AND! the umlauts DO work while I'm typing them in. I can see them right now. Once I hit post, they get screwed up. Go figure!


----------



## Pascal (Oct 17, 2001)

> _Originally posted by apb3 _
> *the umlauts DO work while I'm typing them in. I can see them right now. Once I hit post, they get screwed up.*


And that's (unfortunately)  _OmniWeb_'s fault... As you can see in my previous post, they work correctly in MSIE (that I have to use everytime I want to write a post with accents...)
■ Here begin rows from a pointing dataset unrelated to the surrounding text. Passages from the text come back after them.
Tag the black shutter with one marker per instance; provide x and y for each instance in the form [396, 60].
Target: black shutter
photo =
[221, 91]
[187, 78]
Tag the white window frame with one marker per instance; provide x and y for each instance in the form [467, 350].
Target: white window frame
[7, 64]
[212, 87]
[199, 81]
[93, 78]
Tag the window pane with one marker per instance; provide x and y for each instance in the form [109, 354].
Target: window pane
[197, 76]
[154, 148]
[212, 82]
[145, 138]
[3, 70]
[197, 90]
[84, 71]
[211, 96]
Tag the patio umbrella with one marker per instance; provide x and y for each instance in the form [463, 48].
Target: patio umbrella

I thought about _Deutschland Über alles_... When I come back from work, I"ll read a little about it. I've forgotten the specific historical context of that sentence.


----------



## sithious (Oct 17, 2001)

> _Originally posted by Pascal _
> 
> 
> The being said, _Macintosh ¹ber alles_ (Mac for everyone) is a  paraphrase. I cannot remember the original sentence (although I would believe it end with "¹ber alles"  ) and its original context. Help please ! [/B]



by the way pascal, "ueber alles" doesn't mean "for everyone", it means "above everything else/more important than everything else"... used to be a part of the german national anthem ... "deutschland, deutschland ueber alles, ueber alles in der welt ..." but that part luckily was banned after the second world war and is nowadays only sung by right-wing fascist pigs ...
(not that i'm accusing apb3 of being one ... i can take a joke ...  )

(oh, and ue is the official way to spell a 'u' with umlauts if omniweb won't show it ... )


and if it isn't a rumour, where is omniweb 4.1?


----------



## apb3 (Oct 17, 2001)

Thanks sith. Forgot to include the correct translation.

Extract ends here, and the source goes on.